- Location in Fresno County and the state of California
- Old Fig Garden Location in California
- Coordinates: 36°47′54″N 119°48′16″W﻿ / ﻿36.79833°N 119.80444°W
- Country: United States
- State: California
- County: Fresno

Area
- • Total: 1.667 sq mi (4.318 km^{2})
- • Land: 1.667 sq mi (4.318 km^{2})
- • Water: 0 sq mi (0 km^{2}) 0%
- Elevation: 312 ft (95 m)

Population (2020)
- • Total: 5,477
- • Density: 3,285/sq mi (1,268/km^{2})
- Time zone: UTC-8 (Pacific (PST))
- • Summer (DST): UTC-7 (PDT)
- GNIS feature IDs: 2112675; 2583103

= Old Fig Garden, California =

Old Fig Garden (formerly, Fig Garden) is a census-designated place in Fresno County, California. It lies at an elevation of 312 feet (95 m). The city of Fresno, through annexations, has entirely circled Fig Garden. Old Fig Garden's population was 5,477 at the 2020 census.

==Demographics==

Old Fig Garden first appeared as a census designated place in the 2010 U.S. census.

Historical population
| Census | Pop. | Note | %± |
| 2010 | 5,365 |  | — |
| 2020 | 5,477 |  | 2.1% |
U.S. Decennial Census 2010

===2020 census===
As of the 2020 census, Old Fig Garden had a population of 5,477 and a population density of 3,285.5 PD/sqmi. The median age was 42.4 years. The age distribution was 21.2% under the age of 18, 7.4% aged 18 to 24, 24.6% aged 25 to 44, 25.6% aged 45 to 64, and 21.3% aged 65 or older. For every 100 females, there were 97.7 males, and for every 100 females age 18 and over there were 95.4 males age 18 and over.

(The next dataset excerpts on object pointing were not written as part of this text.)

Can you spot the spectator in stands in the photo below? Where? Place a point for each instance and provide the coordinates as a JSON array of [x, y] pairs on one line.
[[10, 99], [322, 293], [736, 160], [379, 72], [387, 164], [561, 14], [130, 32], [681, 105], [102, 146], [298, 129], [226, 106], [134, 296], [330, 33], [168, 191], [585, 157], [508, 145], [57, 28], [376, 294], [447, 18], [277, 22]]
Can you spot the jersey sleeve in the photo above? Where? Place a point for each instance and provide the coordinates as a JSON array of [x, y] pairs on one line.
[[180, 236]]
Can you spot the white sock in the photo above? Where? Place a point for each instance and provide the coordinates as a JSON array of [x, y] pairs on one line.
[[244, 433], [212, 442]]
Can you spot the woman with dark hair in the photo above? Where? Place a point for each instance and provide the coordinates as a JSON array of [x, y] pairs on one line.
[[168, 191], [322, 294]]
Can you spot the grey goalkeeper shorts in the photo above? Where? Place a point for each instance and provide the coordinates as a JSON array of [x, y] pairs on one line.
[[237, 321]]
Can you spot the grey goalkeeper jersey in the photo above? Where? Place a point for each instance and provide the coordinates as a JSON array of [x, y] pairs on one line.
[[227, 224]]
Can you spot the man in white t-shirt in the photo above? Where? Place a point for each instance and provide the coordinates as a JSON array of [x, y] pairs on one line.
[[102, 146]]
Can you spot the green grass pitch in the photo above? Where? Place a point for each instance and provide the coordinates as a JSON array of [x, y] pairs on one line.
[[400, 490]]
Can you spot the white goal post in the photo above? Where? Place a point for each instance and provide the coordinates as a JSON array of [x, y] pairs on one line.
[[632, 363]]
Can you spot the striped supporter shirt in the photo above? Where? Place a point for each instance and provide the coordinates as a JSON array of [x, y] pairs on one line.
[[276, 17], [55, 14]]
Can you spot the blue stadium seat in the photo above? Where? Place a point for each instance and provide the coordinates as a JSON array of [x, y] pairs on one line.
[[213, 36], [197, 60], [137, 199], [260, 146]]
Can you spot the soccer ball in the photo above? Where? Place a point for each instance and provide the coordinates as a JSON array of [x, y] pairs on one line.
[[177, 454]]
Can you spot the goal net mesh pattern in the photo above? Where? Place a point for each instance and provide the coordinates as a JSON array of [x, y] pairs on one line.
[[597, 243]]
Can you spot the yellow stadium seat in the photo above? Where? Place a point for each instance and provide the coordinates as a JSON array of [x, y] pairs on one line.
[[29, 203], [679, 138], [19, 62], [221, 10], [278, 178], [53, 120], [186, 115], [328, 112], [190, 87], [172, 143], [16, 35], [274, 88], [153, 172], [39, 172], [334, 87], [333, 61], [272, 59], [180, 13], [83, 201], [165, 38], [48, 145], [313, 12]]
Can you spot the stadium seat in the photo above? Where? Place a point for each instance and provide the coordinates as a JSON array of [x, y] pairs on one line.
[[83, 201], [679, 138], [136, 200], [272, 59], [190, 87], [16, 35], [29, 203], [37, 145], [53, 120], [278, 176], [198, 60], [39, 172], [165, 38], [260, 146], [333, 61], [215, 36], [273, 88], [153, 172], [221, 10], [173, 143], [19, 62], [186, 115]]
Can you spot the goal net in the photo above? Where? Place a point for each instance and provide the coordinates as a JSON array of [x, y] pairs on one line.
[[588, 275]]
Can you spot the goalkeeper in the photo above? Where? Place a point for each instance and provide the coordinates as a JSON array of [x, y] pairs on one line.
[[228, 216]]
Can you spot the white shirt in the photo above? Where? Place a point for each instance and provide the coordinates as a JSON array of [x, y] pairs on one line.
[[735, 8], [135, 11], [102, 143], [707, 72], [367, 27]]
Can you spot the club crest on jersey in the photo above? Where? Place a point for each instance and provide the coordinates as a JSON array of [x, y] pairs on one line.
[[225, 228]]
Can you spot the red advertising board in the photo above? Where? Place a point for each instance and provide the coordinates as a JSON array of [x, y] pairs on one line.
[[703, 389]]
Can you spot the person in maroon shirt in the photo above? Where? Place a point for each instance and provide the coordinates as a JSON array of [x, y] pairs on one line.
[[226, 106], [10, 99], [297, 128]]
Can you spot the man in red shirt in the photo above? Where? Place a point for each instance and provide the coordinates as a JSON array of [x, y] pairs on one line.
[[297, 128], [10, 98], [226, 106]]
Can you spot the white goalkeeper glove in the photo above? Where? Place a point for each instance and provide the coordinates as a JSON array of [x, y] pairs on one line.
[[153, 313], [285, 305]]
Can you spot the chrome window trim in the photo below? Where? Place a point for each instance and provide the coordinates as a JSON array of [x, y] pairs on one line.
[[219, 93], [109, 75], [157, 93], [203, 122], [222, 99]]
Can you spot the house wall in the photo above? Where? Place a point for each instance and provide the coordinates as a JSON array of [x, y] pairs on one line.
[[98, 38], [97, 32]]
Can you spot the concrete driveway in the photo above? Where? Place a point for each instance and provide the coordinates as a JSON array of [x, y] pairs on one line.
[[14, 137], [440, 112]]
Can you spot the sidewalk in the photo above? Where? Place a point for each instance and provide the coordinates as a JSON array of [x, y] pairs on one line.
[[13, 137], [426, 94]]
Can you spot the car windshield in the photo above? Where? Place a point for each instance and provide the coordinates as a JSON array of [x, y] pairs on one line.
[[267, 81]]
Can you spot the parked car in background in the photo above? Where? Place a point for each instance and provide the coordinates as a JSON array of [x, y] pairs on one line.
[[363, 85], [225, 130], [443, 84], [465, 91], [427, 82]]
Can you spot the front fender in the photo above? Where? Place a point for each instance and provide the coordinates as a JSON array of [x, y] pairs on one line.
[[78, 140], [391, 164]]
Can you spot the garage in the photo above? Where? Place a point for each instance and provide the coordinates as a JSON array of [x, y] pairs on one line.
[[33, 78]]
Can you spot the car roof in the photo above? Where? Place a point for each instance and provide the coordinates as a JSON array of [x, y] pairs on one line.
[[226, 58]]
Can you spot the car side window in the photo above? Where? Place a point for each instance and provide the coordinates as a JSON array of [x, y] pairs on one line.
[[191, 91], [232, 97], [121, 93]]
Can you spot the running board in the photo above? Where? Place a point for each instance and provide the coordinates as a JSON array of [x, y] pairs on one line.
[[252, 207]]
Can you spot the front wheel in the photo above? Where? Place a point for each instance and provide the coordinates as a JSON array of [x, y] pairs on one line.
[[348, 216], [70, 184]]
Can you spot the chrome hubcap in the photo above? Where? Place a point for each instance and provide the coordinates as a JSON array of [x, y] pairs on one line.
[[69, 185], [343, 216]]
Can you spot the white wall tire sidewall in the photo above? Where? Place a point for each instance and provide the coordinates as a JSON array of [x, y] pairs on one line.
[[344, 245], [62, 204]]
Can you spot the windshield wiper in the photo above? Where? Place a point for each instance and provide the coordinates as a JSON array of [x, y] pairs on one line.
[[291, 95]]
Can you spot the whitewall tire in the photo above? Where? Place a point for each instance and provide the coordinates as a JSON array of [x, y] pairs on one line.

The census reported that 99.4% of the population lived in households, 0.6% lived in non-institutionalized group quarters, and no one was institutionalized. The area was entirely urban, with 100.0% of residents living in urban areas and 0.0% in rural areas.

Racial composition as of the 2020 census
| Race | Number | Percent |
|---|---|---|
| White | 3,286 | 60.0% |
| Black or African American | 149 | 2.7% |
| American Indian and Alaska Native | 102 | 1.9% |
| Asian | 287 | 5.2% |
| Native Hawaiian and Other Pacific Islander | 5 | 0.1% |
| Some other race | 776 | 14.2% |
| Two or more races | 872 | 15.9% |
| Hispanic or Latino (of any race) | 1,840 | 33.6% |

There were 2,160 households, out of which 28.2% had children under the age of 18 living in them. Of all households, 47.5% were married-couple households, 7.5% were cohabiting couple households, 18.9% had a male householder with no spouse or partner present, and 26.1% had a female householder with no spouse or partner present. About 24.7% of all households were made up of individuals, and 13.2% had someone living alone who was 65 years of age or older. The average household size was 2.52. There were 1,483 families (68.7% of all households).

There were 2,292 housing units at an average density of 1,374.9 /mi2, of which 2,160 (94.2%) were occupied. Of the occupied units, 69.9% were owner-occupied and 30.1% were occupied by renters. The vacancy rate was 5.8%, including a homeowner vacancy rate of 1.4% and a rental vacancy rate of 5.0%.
==Education==
It is in the Fresno Unified School District.

The bulk of the CDP is zoned to Powers-Ginsburg Elementary School, Wawona K-8 School's middle school program, and Bullard High School. A very small piece south of Ashlan and east of Maroa is zoned to Del Mar Elementary, Fort Miller Middle, and Fresno High School.